To have a woman who has trashed both the Jews of Israel and the Christians of the West – while simultaneously covering for Islamic terrorists – give her perspective on the Holy Land is insulting and offensive. As reported here, Amanpour trashed Christians in a series she created called God's Warriors:
When she covered a very conservative Christian ministry, stating that the ministry had rules forbidding the wearing of short skirts and prohibitions regarding dating, Amanpour purred that this made her think of "totalitarian regimes." The pastor demurred, acknowledging that short skirts distracted men, and then came the kicker: Amanpour responded, "But, Ron, that's what the Taliban said. They kept women in their house, because men couldn't be trusted around them." That’s Amanpour to the core, equating a peaceful Christian ministry with a murderous group of terrorists who slaughtered 3000 Americans.
And don’t get her started on Israel, as Andrea Levin of CAMERA noted:
But it's Israeli settlements, in the Amanpour script, that are the great enemy of mankind and all those with any link to them, however indirect, whether Christian or Jewish, secular or religious, are part of a putatively evil nexus. This dark alliance is said to include Jewish fundraisers stumping the U.S. for money ('defiance of international law comes dressed in diamonds') and Jewish organizations with an alleged stranglehold on Congress.
Throughout, Amanpour hammers the claim that Jewish settlements violate international law and she seeks to paint this position as a universally accepted view with a lopsided parade of like-minded commentators. Yet apart from any judgement about the political advisability of building or not building settlements, many legal scholars argue these communities are, in fact, legal and do not violate Article 49 of the Fourth Geneva Convention as the detractors claim. Such experts include Meir Shamgar, former Israeli Supreme Court Justice, internationally renowned legal scholar Professor Julius Stone and Former Under Secretary of State Eugene Rostow, among others. But not one scholar of this viewpoint is given voice in a two-hour feature largely devoted to decrying settlements and their residents.
Also consistent with Amanpour's propaganda-style use of images and editing is her grossly misrepresenting American presidential views of settlement legalities. A video clip shows former UN Ambassador William Scranton saying: 'Substantial resettlement of the Israeli civilian population in occupied territories, including East Jerusalem, is illegal.' Amanpour then declares: "Ever since, American presidents both Democrat and Republican have spoken from virtually the same script."

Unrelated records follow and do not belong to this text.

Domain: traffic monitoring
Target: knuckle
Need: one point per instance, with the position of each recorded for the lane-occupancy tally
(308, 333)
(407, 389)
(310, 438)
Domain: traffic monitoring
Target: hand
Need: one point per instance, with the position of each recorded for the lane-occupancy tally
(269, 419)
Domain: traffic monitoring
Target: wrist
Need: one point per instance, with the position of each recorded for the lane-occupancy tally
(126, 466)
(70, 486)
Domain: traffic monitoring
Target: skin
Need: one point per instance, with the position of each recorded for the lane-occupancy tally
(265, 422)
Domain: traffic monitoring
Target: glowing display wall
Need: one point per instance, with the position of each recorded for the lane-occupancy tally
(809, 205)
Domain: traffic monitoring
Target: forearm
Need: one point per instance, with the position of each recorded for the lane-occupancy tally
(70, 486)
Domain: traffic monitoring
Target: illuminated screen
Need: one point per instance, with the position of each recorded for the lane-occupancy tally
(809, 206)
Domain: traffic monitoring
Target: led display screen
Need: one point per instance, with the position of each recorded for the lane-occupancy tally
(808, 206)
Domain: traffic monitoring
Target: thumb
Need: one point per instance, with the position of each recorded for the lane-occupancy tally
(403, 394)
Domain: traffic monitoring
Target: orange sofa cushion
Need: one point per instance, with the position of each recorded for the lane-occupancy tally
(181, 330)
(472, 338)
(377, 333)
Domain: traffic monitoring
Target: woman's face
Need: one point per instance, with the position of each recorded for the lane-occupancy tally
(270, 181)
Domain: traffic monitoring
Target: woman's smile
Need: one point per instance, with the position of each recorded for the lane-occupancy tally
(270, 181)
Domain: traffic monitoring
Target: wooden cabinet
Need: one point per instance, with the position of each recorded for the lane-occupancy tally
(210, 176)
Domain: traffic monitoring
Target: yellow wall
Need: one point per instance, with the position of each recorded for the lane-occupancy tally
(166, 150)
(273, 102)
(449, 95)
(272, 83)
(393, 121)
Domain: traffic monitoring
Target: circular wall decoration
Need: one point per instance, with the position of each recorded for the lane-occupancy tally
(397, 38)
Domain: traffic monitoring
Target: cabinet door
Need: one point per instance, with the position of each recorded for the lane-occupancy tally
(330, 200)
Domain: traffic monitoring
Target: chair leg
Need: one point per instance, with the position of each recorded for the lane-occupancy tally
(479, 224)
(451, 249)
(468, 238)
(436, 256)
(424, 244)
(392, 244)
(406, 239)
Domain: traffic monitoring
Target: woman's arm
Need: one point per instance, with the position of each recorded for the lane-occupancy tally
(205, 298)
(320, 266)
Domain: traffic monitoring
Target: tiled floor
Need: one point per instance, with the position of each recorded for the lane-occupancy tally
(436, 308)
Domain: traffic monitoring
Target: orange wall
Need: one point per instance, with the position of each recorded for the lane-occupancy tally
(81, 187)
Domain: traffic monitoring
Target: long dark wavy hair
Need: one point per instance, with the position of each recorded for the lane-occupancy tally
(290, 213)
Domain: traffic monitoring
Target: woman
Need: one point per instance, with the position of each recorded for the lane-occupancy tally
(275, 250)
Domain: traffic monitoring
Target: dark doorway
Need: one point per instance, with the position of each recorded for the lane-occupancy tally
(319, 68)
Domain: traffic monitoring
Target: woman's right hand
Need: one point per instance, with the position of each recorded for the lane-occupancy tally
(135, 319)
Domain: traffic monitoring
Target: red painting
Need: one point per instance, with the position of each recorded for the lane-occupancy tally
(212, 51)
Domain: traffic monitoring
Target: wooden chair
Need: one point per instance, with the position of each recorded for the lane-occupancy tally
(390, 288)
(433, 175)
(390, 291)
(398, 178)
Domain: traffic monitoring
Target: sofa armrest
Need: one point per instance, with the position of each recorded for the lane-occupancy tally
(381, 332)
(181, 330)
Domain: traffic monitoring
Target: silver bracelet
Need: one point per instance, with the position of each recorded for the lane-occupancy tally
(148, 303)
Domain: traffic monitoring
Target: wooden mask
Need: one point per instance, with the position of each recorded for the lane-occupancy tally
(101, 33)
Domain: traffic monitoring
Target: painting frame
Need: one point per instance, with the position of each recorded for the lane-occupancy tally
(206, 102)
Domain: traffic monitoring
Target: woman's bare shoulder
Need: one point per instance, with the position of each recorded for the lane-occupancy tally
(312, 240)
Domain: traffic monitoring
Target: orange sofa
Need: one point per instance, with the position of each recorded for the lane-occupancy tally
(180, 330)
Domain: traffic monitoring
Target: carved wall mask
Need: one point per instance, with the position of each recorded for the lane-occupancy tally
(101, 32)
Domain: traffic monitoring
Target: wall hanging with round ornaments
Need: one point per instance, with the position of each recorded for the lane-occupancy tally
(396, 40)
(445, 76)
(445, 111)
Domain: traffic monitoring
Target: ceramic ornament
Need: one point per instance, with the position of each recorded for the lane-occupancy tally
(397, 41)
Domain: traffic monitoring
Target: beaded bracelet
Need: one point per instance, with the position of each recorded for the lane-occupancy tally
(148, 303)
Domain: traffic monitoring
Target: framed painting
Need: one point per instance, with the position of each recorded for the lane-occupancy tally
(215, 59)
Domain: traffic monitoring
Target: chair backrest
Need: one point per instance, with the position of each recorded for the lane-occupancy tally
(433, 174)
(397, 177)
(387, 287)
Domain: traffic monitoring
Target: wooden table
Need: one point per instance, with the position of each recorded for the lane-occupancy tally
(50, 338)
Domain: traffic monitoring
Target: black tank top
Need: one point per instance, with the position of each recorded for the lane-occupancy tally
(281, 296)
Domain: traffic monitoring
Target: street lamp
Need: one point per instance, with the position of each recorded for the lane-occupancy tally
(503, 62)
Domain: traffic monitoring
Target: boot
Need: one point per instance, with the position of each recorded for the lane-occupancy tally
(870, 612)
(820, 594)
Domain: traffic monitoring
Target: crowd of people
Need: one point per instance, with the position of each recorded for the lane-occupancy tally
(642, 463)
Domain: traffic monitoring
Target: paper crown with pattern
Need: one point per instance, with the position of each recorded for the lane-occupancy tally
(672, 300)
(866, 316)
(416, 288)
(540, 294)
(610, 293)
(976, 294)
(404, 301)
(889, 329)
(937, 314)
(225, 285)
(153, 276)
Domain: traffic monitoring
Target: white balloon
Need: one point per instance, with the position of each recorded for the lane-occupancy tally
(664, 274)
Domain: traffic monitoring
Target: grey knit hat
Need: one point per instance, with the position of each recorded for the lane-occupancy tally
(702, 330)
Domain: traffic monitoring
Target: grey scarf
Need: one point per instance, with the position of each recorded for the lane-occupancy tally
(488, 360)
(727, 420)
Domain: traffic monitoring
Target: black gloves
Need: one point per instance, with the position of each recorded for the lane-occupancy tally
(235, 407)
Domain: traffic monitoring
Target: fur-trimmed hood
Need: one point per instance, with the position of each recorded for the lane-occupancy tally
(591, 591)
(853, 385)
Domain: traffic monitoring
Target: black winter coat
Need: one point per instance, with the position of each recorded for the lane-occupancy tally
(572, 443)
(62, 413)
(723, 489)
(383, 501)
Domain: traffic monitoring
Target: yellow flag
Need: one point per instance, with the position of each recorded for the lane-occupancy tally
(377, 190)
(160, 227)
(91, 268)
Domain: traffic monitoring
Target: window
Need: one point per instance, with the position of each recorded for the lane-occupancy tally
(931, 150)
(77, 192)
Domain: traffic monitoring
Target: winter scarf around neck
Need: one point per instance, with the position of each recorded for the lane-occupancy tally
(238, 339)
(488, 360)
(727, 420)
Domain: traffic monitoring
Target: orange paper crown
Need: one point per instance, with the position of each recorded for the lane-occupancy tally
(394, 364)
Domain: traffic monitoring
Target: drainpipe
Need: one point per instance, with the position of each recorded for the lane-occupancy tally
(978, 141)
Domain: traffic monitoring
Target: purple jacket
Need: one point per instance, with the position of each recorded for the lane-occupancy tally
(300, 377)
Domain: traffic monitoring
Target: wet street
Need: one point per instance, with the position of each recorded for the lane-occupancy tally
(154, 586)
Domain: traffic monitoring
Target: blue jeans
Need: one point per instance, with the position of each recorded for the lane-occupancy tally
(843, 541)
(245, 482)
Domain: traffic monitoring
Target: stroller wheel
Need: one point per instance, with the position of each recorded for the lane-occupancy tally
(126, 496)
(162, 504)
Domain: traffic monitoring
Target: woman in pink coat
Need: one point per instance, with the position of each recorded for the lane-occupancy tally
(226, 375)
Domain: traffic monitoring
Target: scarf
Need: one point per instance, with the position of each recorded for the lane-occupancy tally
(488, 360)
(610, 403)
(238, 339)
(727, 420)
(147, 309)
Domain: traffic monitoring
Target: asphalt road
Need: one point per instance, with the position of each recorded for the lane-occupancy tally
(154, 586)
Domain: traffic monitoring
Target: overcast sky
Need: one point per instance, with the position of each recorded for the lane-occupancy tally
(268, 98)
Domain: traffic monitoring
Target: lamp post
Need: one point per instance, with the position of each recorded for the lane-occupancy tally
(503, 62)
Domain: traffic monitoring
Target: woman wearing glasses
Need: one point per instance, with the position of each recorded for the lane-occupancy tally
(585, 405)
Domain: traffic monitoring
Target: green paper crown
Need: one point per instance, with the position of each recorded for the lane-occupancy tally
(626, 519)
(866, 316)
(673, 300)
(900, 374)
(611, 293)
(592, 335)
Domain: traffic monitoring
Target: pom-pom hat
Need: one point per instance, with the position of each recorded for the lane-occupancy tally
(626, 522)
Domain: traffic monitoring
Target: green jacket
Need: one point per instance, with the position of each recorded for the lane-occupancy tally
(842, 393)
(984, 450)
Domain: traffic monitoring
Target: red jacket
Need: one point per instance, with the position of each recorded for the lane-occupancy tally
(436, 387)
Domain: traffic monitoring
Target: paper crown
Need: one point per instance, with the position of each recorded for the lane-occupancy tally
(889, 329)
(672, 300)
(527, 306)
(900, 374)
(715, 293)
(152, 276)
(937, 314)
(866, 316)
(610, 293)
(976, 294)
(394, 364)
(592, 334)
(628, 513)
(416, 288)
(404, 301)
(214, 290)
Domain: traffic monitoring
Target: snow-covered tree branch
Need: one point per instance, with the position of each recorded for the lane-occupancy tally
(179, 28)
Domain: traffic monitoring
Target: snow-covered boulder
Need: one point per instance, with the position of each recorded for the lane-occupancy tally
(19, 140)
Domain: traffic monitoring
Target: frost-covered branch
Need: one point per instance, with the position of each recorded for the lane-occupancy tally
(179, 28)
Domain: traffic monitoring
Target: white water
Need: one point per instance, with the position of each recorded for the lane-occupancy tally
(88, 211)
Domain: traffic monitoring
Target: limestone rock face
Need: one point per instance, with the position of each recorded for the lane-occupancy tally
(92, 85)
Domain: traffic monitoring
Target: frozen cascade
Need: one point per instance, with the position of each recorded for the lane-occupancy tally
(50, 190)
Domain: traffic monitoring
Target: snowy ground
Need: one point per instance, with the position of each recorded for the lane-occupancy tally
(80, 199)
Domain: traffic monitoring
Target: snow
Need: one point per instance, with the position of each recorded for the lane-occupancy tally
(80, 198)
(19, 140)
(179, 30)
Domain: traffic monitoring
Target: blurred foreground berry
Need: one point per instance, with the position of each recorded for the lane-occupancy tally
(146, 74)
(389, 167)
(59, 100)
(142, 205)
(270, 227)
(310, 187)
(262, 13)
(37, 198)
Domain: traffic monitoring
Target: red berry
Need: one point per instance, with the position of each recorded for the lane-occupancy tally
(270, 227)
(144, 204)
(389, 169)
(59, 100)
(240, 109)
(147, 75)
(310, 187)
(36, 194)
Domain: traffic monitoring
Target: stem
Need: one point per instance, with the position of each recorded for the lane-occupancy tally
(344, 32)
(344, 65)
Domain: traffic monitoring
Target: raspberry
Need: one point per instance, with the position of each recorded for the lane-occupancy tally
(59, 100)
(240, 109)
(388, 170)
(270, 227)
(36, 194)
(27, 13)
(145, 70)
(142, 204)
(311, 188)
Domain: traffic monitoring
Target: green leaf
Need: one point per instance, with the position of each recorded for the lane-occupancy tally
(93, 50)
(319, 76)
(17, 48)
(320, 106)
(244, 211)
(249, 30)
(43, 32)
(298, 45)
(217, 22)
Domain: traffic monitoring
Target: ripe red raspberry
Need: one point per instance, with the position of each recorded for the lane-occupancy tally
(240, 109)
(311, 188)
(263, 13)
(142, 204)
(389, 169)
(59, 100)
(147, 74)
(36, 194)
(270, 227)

The next image is Ronald Reagan making a tangential comment framed as agreeing with Scranton. But Reagan explicitly did not speak from the same script. "As to the West Bank," he said in a February 1981 New York Times story, "I believe the settlements there, I disagreed when the previous [Carter] Administration referred to them as illegal, they're not illegal."
Read the whole thing.
… Numerous other falsehoods and distortions mar the production. Amanpour declares bizarrely that "the 40-year tug of war over Jerusalem began when Israel bulldozed the Arab neighborhood next to the Western Wall and built a plaza where Jews now pray." Obviously, the modern battle over Jerusalem 'began' 60 years ago when the Arabs attacked in 1948 to destroy the newborn state of Israel, seizing the eastern side of Jerusalem, including the Jewish quarter of the old city. Every Jew was expelled or killed and all synagogues destroyed. Thereafter for 19 years, no Jew could pray at the Western Wall and Christians had limited access to their holy sites.
Amanpour has railed against Jewish settlements to this day.
I wonder whether the Obama reeducation team will force all the kiddies to watch it.